# Regards to Tamko Warranty



## LA_nailer (May 10, 2008)

First off, in 3 years of business i've never had to inquire about a warranty on shingles of any brand i've used (tamko, c-teed, oc, AP) so i'm unsure on the protocol of this.

Here's the story.

Did a new constuction 48 square roof about 4 weeks ago. About 2 weeks after completion we had a semi-strong line of thunderstorms move through. Well 10 of the ridge shingles that were nailed into the ridge vent blew off. The H/O (who is GC-ing the house himself) contacts me, i go out there. Needless to say, the problem with the shingles that blew off was the tar strip on the shingles were not sticky/tacky at all. This greatly confused me as, it was about 80-85 degrees when the shingles were installed and there has been numerous 90+ degree days since completion. This greatly concerned me!! To fix the problem I first put a strip of tar directly on the ridge vent. Then i renailed each shingle and put a strip of tar on top of the manufacturs' tar strip, then nailed the next shingle. Then i went along all of the hips/ridges and pulled on the tabs to see if the others were seeled down. And there were some(15-20) that were not, so i put beads of tar under those also.

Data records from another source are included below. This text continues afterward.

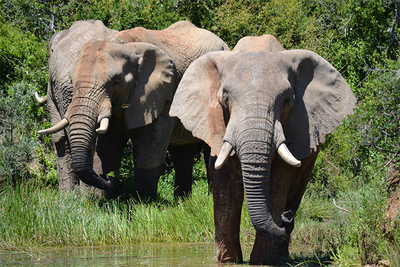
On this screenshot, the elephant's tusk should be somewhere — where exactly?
[35,92,47,105]
[278,143,301,167]
[214,142,233,170]
[38,118,69,134]
[96,118,110,134]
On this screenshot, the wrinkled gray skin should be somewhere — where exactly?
[41,21,229,199]
[170,36,356,264]
[41,20,117,193]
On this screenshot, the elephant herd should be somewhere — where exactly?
[36,20,356,264]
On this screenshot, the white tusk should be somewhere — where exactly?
[38,118,69,134]
[35,92,47,105]
[278,143,301,167]
[214,142,233,170]
[96,118,110,134]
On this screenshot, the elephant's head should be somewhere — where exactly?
[40,41,176,190]
[170,50,356,243]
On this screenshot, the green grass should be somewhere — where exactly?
[0,178,214,249]
[0,170,400,266]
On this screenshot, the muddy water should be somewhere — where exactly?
[0,243,316,267]
[0,243,230,267]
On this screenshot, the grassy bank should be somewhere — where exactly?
[0,170,400,266]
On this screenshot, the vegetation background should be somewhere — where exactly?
[0,0,400,266]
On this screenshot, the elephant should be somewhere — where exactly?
[170,36,356,264]
[35,20,118,191]
[40,21,229,200]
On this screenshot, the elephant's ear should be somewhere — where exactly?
[279,50,356,159]
[169,51,234,156]
[124,43,176,129]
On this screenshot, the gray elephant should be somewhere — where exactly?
[170,37,356,264]
[36,20,118,193]
[40,21,229,199]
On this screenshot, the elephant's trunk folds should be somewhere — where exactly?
[236,119,294,243]
[67,89,113,191]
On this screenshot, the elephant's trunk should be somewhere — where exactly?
[236,118,294,240]
[67,85,113,192]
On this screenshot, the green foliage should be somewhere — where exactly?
[0,20,47,90]
[211,0,316,49]
[0,182,214,250]
[0,83,37,184]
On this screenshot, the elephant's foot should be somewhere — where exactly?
[250,233,289,265]
[216,240,243,263]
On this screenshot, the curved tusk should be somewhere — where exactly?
[38,118,69,134]
[35,92,47,105]
[278,143,301,167]
[214,142,233,170]
[96,118,110,134]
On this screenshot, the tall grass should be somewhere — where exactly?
[0,181,214,249]
[0,170,400,266]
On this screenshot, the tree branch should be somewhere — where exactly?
[386,0,400,53]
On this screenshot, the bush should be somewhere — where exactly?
[0,82,38,184]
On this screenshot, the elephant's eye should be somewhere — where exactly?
[222,90,229,104]
[283,96,293,110]
[112,80,121,88]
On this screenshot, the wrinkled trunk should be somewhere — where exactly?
[68,87,113,191]
[236,118,293,240]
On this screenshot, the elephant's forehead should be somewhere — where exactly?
[224,52,288,90]
[76,41,119,80]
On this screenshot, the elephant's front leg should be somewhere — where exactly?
[250,152,318,264]
[53,135,79,192]
[131,112,175,200]
[209,155,244,263]
[89,117,128,197]
[47,96,79,192]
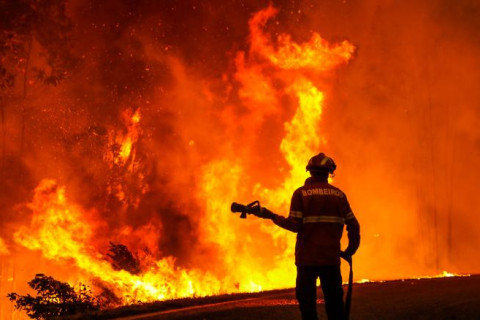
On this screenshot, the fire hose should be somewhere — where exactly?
[230,201,353,320]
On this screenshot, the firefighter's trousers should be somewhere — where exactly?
[296,266,345,320]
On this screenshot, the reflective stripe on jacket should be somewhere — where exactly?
[273,177,360,266]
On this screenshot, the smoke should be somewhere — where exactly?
[0,0,480,312]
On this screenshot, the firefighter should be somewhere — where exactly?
[254,153,360,320]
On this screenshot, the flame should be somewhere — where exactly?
[8,6,354,303]
[14,180,221,303]
[0,238,10,255]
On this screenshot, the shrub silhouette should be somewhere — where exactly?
[7,274,100,320]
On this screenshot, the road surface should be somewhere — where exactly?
[94,275,480,320]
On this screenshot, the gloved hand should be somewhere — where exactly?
[252,207,275,219]
[340,251,352,263]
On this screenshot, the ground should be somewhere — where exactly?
[72,275,480,320]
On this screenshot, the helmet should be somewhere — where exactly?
[307,152,337,174]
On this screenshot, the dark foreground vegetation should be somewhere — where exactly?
[69,275,480,320]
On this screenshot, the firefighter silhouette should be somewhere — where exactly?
[252,153,360,320]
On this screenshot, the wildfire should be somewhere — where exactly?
[14,180,221,303]
[11,6,354,308]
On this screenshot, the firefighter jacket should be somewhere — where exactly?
[273,177,360,266]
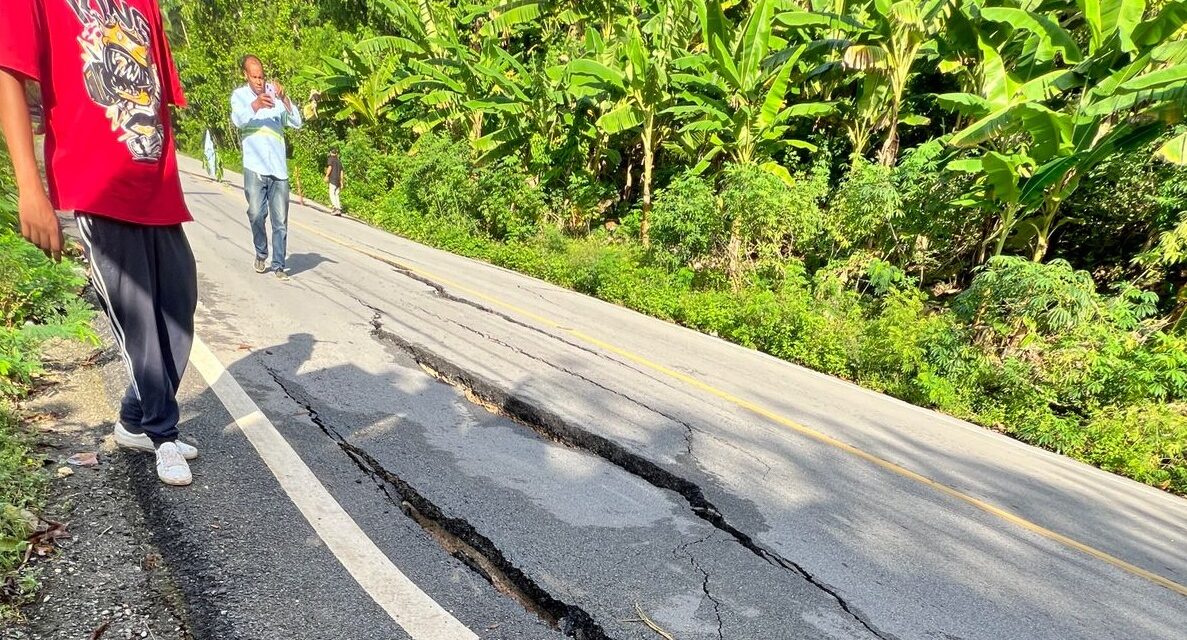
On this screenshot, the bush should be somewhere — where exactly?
[652,173,729,267]
[721,164,825,262]
[1077,403,1187,494]
[824,158,902,254]
[399,134,480,221]
[476,158,547,241]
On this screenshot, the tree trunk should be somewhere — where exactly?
[878,101,900,166]
[726,217,742,291]
[994,205,1018,258]
[1032,203,1059,262]
[639,114,655,248]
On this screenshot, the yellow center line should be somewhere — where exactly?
[290,221,1187,596]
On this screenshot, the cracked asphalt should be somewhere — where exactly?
[87,158,1187,640]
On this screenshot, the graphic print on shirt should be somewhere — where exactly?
[65,0,165,163]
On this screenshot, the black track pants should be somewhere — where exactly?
[77,214,198,443]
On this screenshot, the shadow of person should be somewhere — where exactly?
[285,253,338,275]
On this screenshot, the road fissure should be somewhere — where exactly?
[265,366,614,640]
[372,321,894,640]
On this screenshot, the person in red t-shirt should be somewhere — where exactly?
[0,0,198,484]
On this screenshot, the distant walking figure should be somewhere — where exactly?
[230,56,301,279]
[325,148,347,216]
[204,129,218,180]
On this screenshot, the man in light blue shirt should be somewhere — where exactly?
[230,56,301,279]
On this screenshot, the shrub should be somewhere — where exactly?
[721,164,825,267]
[476,158,547,240]
[1078,403,1187,494]
[652,173,729,267]
[399,134,480,220]
[824,158,902,254]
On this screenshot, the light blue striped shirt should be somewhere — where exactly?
[230,84,303,180]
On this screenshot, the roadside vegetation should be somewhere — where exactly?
[164,0,1187,494]
[0,148,94,622]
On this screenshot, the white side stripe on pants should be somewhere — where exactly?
[75,215,140,398]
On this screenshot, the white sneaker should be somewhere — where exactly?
[157,442,193,487]
[114,423,198,460]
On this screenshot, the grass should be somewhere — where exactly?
[0,399,46,623]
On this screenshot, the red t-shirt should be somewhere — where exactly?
[0,0,192,224]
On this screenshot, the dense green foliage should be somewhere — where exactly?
[0,148,93,621]
[166,0,1187,493]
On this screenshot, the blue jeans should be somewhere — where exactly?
[243,169,288,271]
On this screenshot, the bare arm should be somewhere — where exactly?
[0,69,64,260]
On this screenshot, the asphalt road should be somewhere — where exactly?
[104,159,1187,640]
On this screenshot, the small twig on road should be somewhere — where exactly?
[624,602,675,640]
[90,620,112,640]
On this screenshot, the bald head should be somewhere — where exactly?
[242,56,265,95]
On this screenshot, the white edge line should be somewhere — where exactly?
[190,336,478,640]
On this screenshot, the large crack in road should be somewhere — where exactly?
[265,365,612,640]
[367,306,894,640]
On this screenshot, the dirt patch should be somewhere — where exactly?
[0,342,191,640]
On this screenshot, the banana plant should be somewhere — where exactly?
[300,36,419,134]
[940,0,1187,261]
[669,0,833,175]
[567,0,697,246]
[843,0,956,166]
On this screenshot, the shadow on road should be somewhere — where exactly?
[285,253,338,275]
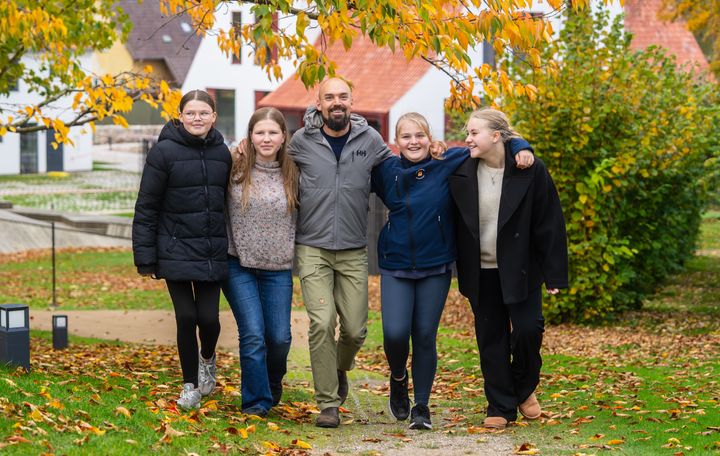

Well, yesterday, i receive a call from the H/O. He found a hip/ridge shingle in the grass near the house. I went out there a few hours ago and found that 1 ridge shingle blew off. This shingle had the same problem, the tar strip was not sticky, and the tar itself was hard as a rock and almost looks brittle.

Note, this problem is only with the shingles that around nailed on top of the ridge vent, all other shingles are supurbly sealed down.

I've come to the conclusion that this must be a manufactur's defect with the shingles, and would like TAMKO to pay for replacement. I just don't feel i should have to pay the $700 for new ridge vents and hip/ridge shingles to go on top of them, not to mention 6-8 hours of my time.

Here's the DILLEMMA.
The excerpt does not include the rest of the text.